C++ with templates, operator overloading and boost::bind - what this small code does?

Question

#include <iostream> 
#include <boost/bind.hpp>

struct FCall3Templ {

  template<typename ARG1, typename ARG2>
  ARG1 operator()(ARG1 arg1, ARG2 arg2) {
    return arg1+arg2;
  }
};
int main() {
  boost::bind<int>(FCall3Templ(), 45, 56)(); // call 1
  boost::bind<double>(FCall3Templ(), 45.0, 56.0)(); // call 2
  return 0;
}

I'm posting the same code that you can find here .

I'm relatively new to meta-programming, boost::bind and operator overloading, but i don't get get what this code does in some portion of the code and i have this questions:

• why using operator() without specifying the label for that operator? What is overloading/defining?
• how i'm supposed to catch and store the value returned by the 2 calls using an assignment with T var = ? ?
• what does it mean the fact that the last () is empty in both calls ? Is the call for the operator? So what is the name for this technique/operator?
• why using the operator overloading this way and not using just a method?

Thanks.

Answer 1

OK,first, the type FCall3Templ is a functor, and the two-parameter operator() means that you can create an instance and "call" it like this:

FCall3Templ f; // instantiate it
int i = f(45, 56); // call it, sums the numbers and returns the result

Next, boost::bind can be used to make another callable object, with a smaller number of parameters. In this case:

boost::bind<int>(FCall3Templ(), 45, 56);

it takes an FCall3Templ instance, and makes a functor that can be called without parameters, and that will do the same as calling f(45, 56). In other words, it "binds" the functor to two argument values. The last line is equivalent to, but not exactly the same, as

boost::bind<int>(f, 45, 56);

You capture the value by assigning the return value to a variable, like you would do with any function:

int n = boost::bind<int>(FCall3Templ(), 45, 56);

Finally, here we call a temporary instance of such a functor:

boost::bind<int>(FCall3Templ(), 45, 56)();

where the final () mean we are calling a no-parameter functor, and would be clearer if expressed like this (not tested):

boost::function<int()> f2 = boost::bind<int>(FCall3Templ(), 45, 56);
int n = f2();

Answer 2

Taking your questions in turn:

1) operator() is the () operator for an object. For example, if you look at the definition for std::less, it defines operator() to take two arguments and do a comparison, and return the result. This allows you to write

  bool foo(int a, int b)
    {
       std::less<int> compare;
       return compare(int a, int b);
    }

2) In this case, you could catch them like you normally would.

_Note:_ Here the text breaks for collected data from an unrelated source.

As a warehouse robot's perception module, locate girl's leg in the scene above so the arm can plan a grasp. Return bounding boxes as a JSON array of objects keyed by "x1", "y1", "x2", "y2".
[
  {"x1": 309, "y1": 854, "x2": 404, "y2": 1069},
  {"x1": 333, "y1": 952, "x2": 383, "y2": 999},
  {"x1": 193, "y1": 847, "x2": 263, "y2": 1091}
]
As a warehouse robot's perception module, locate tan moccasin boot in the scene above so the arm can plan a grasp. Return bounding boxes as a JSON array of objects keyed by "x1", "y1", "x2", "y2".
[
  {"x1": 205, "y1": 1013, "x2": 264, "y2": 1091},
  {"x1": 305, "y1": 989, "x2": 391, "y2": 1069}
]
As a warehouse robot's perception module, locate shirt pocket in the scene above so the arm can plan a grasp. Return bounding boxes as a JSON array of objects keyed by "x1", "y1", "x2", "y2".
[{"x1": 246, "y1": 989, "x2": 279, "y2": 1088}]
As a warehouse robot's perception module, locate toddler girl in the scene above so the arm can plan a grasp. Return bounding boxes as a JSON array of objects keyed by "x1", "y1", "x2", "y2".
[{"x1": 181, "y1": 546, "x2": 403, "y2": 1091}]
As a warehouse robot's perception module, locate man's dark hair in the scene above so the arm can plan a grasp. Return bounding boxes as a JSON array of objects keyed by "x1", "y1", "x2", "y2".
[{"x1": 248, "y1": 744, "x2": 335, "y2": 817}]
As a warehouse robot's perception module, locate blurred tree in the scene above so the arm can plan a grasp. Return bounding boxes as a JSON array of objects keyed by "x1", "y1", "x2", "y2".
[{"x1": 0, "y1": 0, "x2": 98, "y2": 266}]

int i = boost::bind<int>(FCall3Templ(), 45, 56)(); // call 1     
double d = boost::bind<double>(FCall3Templ(), 45.0, 56.0)(); // call 2    

3) boost::bind is used to take a function-object (an object with operator() defined), function pointer, or member function pointer optionally along with arguments and returns a new function object (type of which is difficult to describe) that when invoked uses the bound arguments (and possible arguments during the invoke). See the documentation for boost::bind

In this case, the answer is simply calling boost::bind and then immediatly invoking the result. The second set of () are invoking the result. Since all of the arguments were bound at the time boost::bind was called, no additional arguments were necessary.

4) And the reason why was that the original question was asking how to make boost::bind choose the correct function template instantiation automatically. Unfortunately, when using function pointers (including template functions), boost::bind cannot perform overload resolution automatically, since it has to be passed a single function pointer as it's first argument, and it is not aware of the how to perform the overload resolution.

However, if given a single functor, and that function defines a templated member function operator() or even an overloaded operator (), it can perform the overload resolution when it is invoked.